El Ayuntamiento reanuda los controles de las terrazas de los bares

El Ayuntamiento de Santander reanuda los controles de las terrazas de los bares
/ Roberto Ruiz
  • Los empresarios reciben la visita de los policías, que examinan licencias y la colocación del mobiliario en base a la norma municipal

Toneles en la calle de Peña Herbosa, bancos en la acera en Gándara, muebles y estanterías de gran tamaño en Daoiz y Velarde, sillas de una heladería apiladas sobre el parterre de la plaza de Pombo y amarradas a una farola día y noche, mesas altas de gran tamaño ancladas a jardineras de madera en Casimiro Saiz, bancos y estanterías fijas en Bonifaz y las calles y plazas convertidas en almacén de sillas y mesas durante todo el día...

Ante este desmadre hostelero, el Ayuntamiento ha decidido tomar medidas «por fin», dicen desde la Asociación Pombo-Cañadío-Ensanche y ha iniciado una campaña de control de ocupación por los hosteleros de la ciudad de la vía pública. «No es una campaña de ataque contra los hosteleros», matiza el concejal de Infraestructuras, César Díaz, «se trata los controles habituales».

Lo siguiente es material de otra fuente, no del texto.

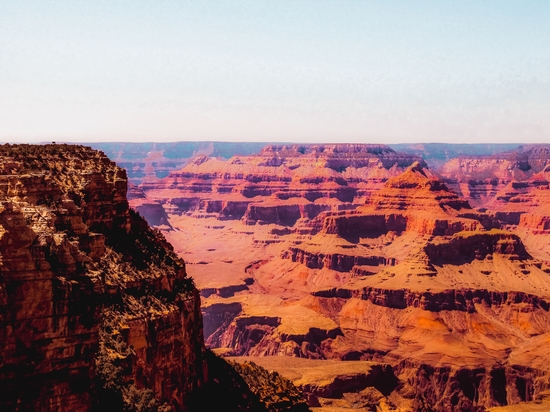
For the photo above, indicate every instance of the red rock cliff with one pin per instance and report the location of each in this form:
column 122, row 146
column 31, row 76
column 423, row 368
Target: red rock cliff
column 96, row 309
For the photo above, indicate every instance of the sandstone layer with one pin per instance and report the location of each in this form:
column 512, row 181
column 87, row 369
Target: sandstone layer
column 96, row 310
column 362, row 254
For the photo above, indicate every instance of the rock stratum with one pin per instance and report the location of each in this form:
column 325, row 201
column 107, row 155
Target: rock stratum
column 409, row 287
column 96, row 310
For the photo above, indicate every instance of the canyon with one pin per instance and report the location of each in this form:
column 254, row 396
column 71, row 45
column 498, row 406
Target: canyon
column 97, row 311
column 325, row 276
column 433, row 268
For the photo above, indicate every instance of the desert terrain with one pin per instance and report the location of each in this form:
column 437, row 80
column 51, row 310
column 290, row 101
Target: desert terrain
column 358, row 255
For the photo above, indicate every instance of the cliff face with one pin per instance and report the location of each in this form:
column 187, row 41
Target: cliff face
column 95, row 306
column 482, row 178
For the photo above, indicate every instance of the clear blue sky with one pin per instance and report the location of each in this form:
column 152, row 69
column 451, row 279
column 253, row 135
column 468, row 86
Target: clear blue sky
column 358, row 71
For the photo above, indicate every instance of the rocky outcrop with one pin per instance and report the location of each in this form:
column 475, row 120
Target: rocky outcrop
column 470, row 389
column 466, row 246
column 334, row 261
column 461, row 300
column 300, row 181
column 481, row 178
column 95, row 307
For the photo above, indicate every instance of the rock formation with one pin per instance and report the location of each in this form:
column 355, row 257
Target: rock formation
column 357, row 253
column 96, row 310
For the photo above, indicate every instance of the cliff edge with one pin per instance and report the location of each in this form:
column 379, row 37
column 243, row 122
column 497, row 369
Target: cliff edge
column 96, row 309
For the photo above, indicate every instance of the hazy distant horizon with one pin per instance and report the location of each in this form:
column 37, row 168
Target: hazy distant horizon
column 291, row 71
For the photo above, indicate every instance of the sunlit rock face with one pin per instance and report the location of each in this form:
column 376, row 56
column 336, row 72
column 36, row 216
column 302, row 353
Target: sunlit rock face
column 357, row 253
column 96, row 310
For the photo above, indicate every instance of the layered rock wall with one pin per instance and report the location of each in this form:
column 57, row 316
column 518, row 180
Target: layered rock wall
column 94, row 305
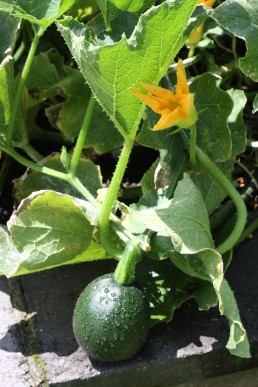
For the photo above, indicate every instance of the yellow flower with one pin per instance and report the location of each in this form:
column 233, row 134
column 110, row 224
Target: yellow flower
column 196, row 35
column 175, row 108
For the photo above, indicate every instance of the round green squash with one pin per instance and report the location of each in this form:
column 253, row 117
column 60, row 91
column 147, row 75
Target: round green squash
column 111, row 322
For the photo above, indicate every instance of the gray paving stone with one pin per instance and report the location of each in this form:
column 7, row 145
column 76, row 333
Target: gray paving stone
column 190, row 349
column 14, row 368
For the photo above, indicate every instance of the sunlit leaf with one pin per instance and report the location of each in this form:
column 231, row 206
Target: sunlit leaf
column 112, row 71
column 240, row 18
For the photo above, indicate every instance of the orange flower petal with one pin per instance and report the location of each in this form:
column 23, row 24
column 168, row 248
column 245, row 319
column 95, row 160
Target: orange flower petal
column 159, row 91
column 158, row 105
column 168, row 120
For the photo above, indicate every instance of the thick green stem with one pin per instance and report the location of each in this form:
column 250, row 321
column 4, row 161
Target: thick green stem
column 82, row 137
column 22, row 82
column 219, row 176
column 125, row 270
column 110, row 198
column 193, row 137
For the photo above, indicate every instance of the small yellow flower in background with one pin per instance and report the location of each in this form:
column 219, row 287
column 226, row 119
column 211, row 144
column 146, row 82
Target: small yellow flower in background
column 196, row 35
column 175, row 108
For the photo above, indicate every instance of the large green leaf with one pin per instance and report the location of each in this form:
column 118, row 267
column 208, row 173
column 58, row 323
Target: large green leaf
column 49, row 79
column 184, row 218
column 240, row 18
column 94, row 252
column 68, row 116
column 9, row 27
column 48, row 229
column 214, row 107
column 112, row 8
column 87, row 172
column 211, row 190
column 113, row 70
column 9, row 256
column 167, row 288
column 207, row 264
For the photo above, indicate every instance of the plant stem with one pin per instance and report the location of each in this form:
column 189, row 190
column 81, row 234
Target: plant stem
column 193, row 136
column 219, row 176
column 82, row 137
column 22, row 81
column 110, row 198
column 125, row 270
column 75, row 182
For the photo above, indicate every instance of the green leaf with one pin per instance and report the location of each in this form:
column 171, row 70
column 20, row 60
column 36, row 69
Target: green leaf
column 113, row 8
column 9, row 256
column 39, row 12
column 43, row 73
column 87, row 172
column 48, row 80
column 148, row 179
column 211, row 190
column 68, row 116
column 49, row 229
column 167, row 288
column 132, row 6
column 112, row 71
column 184, row 218
column 240, row 18
column 208, row 264
column 9, row 27
column 94, row 252
column 214, row 107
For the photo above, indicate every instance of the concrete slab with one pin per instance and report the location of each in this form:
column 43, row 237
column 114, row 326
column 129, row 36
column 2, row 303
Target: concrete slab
column 14, row 368
column 190, row 349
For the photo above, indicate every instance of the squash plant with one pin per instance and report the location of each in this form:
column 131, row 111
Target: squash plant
column 122, row 50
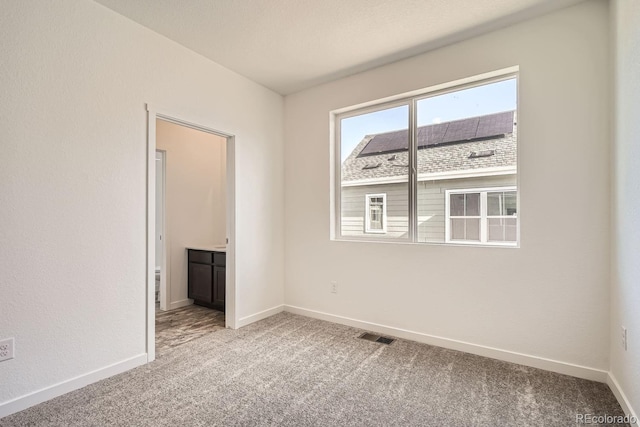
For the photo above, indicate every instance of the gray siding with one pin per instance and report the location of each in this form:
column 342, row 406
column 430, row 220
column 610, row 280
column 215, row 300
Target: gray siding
column 431, row 203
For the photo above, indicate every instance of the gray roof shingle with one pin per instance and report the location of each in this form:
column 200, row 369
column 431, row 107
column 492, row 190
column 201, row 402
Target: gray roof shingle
column 436, row 157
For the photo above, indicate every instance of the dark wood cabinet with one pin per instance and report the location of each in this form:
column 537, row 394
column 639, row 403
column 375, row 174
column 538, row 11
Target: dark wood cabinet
column 207, row 277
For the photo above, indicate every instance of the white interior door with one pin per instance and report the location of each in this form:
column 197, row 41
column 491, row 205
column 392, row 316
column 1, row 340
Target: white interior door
column 160, row 226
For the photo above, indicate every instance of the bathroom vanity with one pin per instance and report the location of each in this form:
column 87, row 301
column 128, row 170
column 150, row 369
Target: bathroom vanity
column 207, row 276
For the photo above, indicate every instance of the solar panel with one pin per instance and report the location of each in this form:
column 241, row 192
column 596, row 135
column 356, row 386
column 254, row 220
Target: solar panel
column 462, row 130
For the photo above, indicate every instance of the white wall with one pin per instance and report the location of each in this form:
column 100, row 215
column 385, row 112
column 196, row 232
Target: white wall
column 625, row 295
column 546, row 299
column 74, row 80
column 195, row 198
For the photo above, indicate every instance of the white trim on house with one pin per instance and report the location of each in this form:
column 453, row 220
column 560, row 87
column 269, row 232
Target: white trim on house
column 483, row 216
column 367, row 212
column 437, row 176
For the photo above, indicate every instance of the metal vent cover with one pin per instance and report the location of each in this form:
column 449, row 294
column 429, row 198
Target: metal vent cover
column 376, row 338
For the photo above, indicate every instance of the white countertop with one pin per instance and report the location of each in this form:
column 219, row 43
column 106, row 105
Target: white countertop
column 212, row 248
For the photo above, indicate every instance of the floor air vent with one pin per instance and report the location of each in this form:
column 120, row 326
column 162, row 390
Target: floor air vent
column 376, row 338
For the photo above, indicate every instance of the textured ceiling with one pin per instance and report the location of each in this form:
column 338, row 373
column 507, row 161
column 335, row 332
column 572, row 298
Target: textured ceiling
column 290, row 45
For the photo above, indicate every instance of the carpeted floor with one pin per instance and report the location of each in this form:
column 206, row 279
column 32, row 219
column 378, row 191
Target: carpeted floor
column 290, row 370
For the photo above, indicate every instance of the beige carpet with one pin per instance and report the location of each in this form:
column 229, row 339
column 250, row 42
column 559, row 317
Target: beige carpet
column 290, row 370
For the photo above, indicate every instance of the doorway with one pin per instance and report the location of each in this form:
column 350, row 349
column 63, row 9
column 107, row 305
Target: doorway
column 159, row 241
column 161, row 296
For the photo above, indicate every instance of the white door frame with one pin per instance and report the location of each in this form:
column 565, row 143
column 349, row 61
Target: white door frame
column 231, row 320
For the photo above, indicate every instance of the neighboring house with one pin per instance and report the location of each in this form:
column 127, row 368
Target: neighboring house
column 466, row 182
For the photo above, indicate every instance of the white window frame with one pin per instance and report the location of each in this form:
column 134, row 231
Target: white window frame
column 367, row 221
column 484, row 241
column 410, row 99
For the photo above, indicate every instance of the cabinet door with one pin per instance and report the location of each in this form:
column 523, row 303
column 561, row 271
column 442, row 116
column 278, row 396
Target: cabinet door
column 200, row 282
column 219, row 284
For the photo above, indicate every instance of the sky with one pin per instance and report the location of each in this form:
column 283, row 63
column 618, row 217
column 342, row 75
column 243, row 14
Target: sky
column 476, row 101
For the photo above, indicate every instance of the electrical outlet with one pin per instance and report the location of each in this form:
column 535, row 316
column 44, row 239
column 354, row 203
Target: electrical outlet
column 6, row 349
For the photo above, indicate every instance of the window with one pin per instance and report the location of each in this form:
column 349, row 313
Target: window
column 400, row 165
column 376, row 221
column 486, row 216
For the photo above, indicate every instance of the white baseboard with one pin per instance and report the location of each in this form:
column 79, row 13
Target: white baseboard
column 180, row 304
column 23, row 402
column 244, row 321
column 494, row 353
column 622, row 399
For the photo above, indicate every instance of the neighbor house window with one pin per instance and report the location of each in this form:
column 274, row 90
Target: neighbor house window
column 376, row 220
column 482, row 216
column 400, row 165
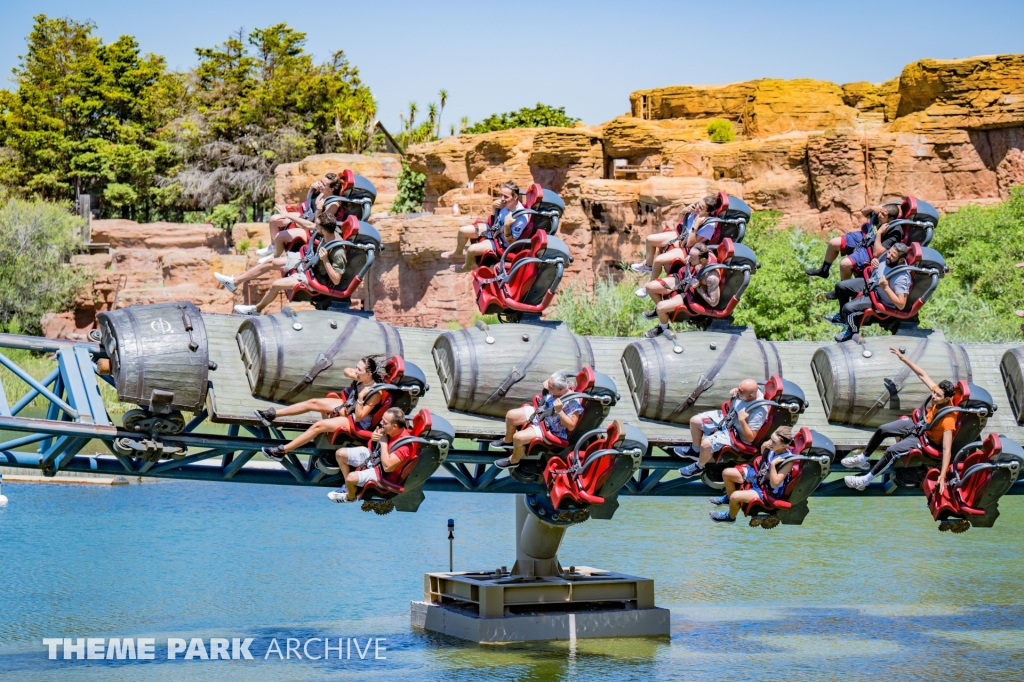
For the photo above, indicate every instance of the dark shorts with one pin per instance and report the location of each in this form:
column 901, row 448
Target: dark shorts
column 751, row 476
column 860, row 258
column 851, row 242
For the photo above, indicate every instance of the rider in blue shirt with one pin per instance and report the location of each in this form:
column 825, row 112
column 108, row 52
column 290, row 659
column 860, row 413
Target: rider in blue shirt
column 506, row 228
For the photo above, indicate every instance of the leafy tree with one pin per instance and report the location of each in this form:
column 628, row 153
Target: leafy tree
column 537, row 117
column 40, row 238
column 411, row 192
column 262, row 101
column 980, row 245
column 781, row 303
column 720, row 130
column 84, row 116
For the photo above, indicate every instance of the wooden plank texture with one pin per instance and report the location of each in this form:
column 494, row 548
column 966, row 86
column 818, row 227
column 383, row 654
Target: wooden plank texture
column 230, row 399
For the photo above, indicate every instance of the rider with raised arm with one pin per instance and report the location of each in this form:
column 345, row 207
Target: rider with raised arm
column 689, row 231
column 521, row 425
column 712, row 428
column 939, row 434
column 325, row 264
column 858, row 248
column 355, row 408
column 668, row 293
column 289, row 225
column 891, row 293
column 770, row 476
column 376, row 460
column 507, row 227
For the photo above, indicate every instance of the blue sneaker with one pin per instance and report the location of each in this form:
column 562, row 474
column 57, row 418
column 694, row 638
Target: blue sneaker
column 845, row 335
column 685, row 452
column 691, row 470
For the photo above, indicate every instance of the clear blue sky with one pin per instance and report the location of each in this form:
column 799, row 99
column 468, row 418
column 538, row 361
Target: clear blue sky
column 587, row 56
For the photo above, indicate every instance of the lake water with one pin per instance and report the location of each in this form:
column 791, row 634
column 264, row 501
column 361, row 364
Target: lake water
column 865, row 589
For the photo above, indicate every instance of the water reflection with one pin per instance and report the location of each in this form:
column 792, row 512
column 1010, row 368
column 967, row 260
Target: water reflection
column 864, row 589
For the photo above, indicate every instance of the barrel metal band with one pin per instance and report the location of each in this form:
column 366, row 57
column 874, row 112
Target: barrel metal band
column 324, row 360
column 518, row 372
column 708, row 380
column 895, row 385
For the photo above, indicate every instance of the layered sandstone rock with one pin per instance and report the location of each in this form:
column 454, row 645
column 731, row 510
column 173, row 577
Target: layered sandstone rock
column 977, row 93
column 764, row 108
column 292, row 181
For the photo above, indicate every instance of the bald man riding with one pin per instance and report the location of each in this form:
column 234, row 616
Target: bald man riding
column 712, row 432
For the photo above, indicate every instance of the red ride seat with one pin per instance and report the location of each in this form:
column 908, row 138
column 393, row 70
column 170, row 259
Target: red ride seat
column 773, row 389
column 506, row 285
column 394, row 368
column 579, row 480
column 801, row 439
column 388, row 488
column 550, row 441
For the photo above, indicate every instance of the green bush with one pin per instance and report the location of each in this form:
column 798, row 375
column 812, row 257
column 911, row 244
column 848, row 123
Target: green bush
column 411, row 192
column 720, row 130
column 781, row 303
column 981, row 245
column 39, row 239
column 610, row 310
column 537, row 117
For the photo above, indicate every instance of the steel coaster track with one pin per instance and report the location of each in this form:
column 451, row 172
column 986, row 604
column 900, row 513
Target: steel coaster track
column 76, row 417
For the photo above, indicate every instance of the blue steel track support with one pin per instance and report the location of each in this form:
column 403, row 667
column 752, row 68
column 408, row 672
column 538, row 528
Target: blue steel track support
column 76, row 417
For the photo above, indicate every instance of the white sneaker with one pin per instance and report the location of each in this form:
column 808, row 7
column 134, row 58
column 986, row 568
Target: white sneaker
column 341, row 495
column 225, row 280
column 857, row 461
column 858, row 482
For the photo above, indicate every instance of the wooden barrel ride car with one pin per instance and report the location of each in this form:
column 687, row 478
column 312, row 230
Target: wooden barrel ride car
column 488, row 372
column 868, row 386
column 159, row 355
column 294, row 356
column 672, row 387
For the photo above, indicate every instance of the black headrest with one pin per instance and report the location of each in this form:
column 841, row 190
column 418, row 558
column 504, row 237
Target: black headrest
column 926, row 213
column 550, row 202
column 738, row 210
column 556, row 249
column 979, row 397
column 930, row 258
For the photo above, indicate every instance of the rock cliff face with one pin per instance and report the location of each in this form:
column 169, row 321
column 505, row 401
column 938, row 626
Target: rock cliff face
column 292, row 180
column 949, row 132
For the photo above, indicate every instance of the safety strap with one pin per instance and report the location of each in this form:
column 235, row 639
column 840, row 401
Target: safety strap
column 324, row 360
column 518, row 372
column 895, row 385
column 708, row 380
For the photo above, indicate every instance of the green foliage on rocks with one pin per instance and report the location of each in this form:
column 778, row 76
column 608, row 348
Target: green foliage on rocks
column 411, row 192
column 720, row 130
column 527, row 117
column 981, row 245
column 87, row 117
column 39, row 239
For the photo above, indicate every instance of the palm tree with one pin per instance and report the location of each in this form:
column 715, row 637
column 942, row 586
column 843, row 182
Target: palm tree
column 432, row 116
column 443, row 97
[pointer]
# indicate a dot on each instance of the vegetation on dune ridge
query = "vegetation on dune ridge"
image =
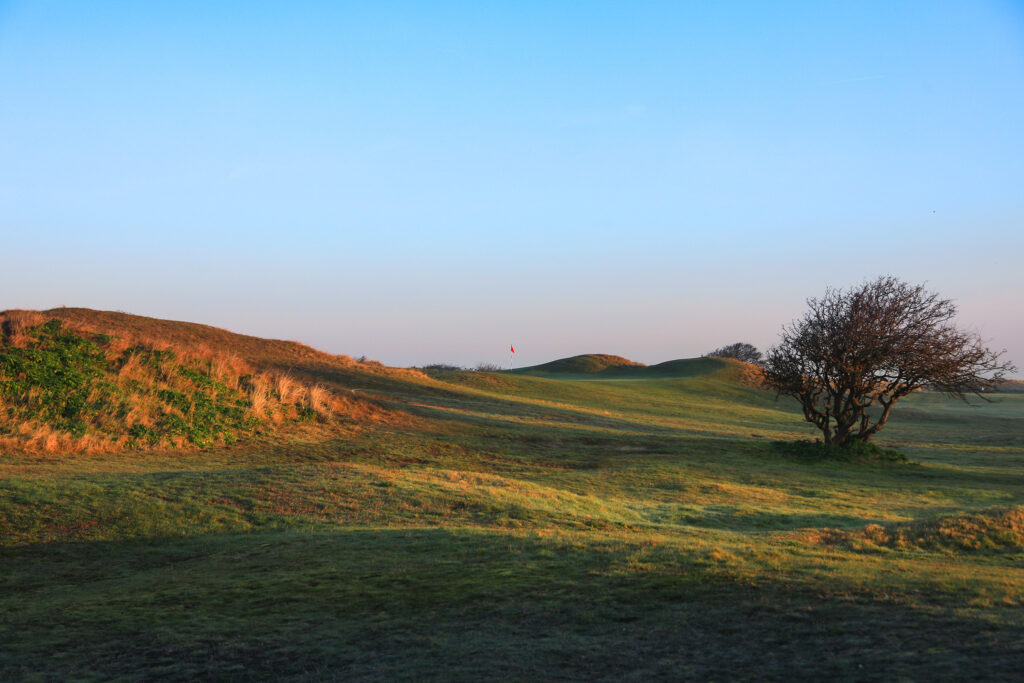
(71, 389)
(584, 364)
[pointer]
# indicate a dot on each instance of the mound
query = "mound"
(587, 364)
(991, 529)
(68, 386)
(596, 366)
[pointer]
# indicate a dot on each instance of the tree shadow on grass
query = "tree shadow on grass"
(385, 604)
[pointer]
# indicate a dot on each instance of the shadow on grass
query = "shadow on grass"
(378, 604)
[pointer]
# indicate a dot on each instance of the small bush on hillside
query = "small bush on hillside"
(487, 368)
(739, 351)
(854, 451)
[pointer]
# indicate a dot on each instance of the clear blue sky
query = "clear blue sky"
(432, 181)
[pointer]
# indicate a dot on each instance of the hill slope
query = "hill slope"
(518, 526)
(73, 379)
(587, 364)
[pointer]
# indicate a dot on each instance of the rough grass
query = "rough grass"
(71, 390)
(502, 525)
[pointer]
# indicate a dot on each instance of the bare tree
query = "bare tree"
(855, 353)
(739, 350)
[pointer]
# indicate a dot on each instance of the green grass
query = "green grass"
(523, 526)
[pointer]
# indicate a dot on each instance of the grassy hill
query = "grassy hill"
(542, 523)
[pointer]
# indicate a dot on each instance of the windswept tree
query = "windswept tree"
(856, 352)
(739, 350)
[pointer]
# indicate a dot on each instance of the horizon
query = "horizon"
(433, 185)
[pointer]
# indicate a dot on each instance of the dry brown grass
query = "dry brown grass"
(271, 394)
(994, 528)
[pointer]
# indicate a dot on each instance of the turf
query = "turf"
(520, 526)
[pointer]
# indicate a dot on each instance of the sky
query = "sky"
(432, 182)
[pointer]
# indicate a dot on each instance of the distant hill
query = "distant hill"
(74, 379)
(588, 364)
(602, 366)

Pero el hecho claro es que en los últimos días se han multiplicado . Los vecinos explican que «el Ayuntamiento transige durante todo el año y mucho más durante el verano, con la excusa de que es la época en que los hosteleros obtienen más ingresos y hay que apoyar los puesto de trabajo», indica Ricardo Alea, presidente de la asociación vecinal. «Pero hay que controlar todo esto, es un ataque contra la convivencia», remata. Hay sillas y mesas amontonadas por el día en la plaza de Cañadío, en la calle de Emilia Pardo Bazán y en la acera de Gómez Oreña «un espectáculo lamentable, y eso que la Ordenanza de terrazas lo prohibe», explica Alea.

Pero hay un coladero que están utilizando los hosteleros. En caso de que tengan impedimento para meter todo el material en sus locales cuando el establecimiento cierra, podrán dejarlo en la calle, pero contando con permiso del Ayuntamiento y justificado por los técnicos municipales. Ninguno de los locales de Cañadío, Gómez Oreña o Emilia Pardo Bazán, por poner un ejemplo, tienen impedimento alguno para guardar en ellos cada noche las mesas, sillas y sombrillas. Tienen espacio suficiente.

En esta labor de control, el Ayuntamiento está obligando cada noche a un bar restaurante situado junto a la estatua del cardenal Herrera Oria, en la iglesia de Santa Lucía, a meter mesas, sillas y hasta las sombrillas, que deben ser desatornilladas del suelo. Hasta tanto no tengan permiso del Ayuntamiento no podrán almacenarlas en la calle. En cualquier caso, se explica desde el Ayuntamiento, todas las terrazas cuentan con permiso municipal y abonan la tasas.

La última denuncia de la Asociación Pombo-Cañadío contra una terraza, ha sido la montada al final de la calle de Ataúlfo Argenta, frente a la parada de taxis, «por ocupar casi toda la acera y no dejar pasar a los peatones», dice Alea. Esa ocupación dificulta el paso de peatones, como en la esquina de la calle de Daoiz yVelarde y Pancho Cossío, donde se exhibe un completo catálogo de mobiliario: sillas y mesas, un tonel y estanterías.

Normativa 2013

«El incumplimiento de la normativa de terrazas es flagrante y a ojos vista», dice Alea. La normativa, aprobada el 20 de diciembre de 2013 establece que la ocupación del suelo público debe hacerse previa autorización municipal y para colocar sillas, mesas, sombrillas, jardineras y veladores, no solo los bares y restaurantes, sino también las heladerías. Y no se permite la colocación de mostradores y otros elementos de servicio y atención al público en el exterior. «Sí se permiten los barriles, a pesar de dar una imagen nefasta de las calles», dice Alea.

En el artículo 5 de la ordenanza se explica que la ocupación de la terraza no podrá ser superior a un tercio de la anchura de la acera y que para instalar mesas y sillas la acera debe tener una anchura de tres metros. Alea es muy claro: «Todo ello se incumple en muchas ocasiones. No hay más que mirar con atención».

Cuando la acera es inferior a tres metros de anchura solo se autoriza instalar baldas ancladas en la fachada, que deben obligatoriamente ser retiradas cada noche, cuando cierre el local, «cosa que no sucede en bares de la calle de Daoiz yVelarde, en Bonifaz y en otros muchos».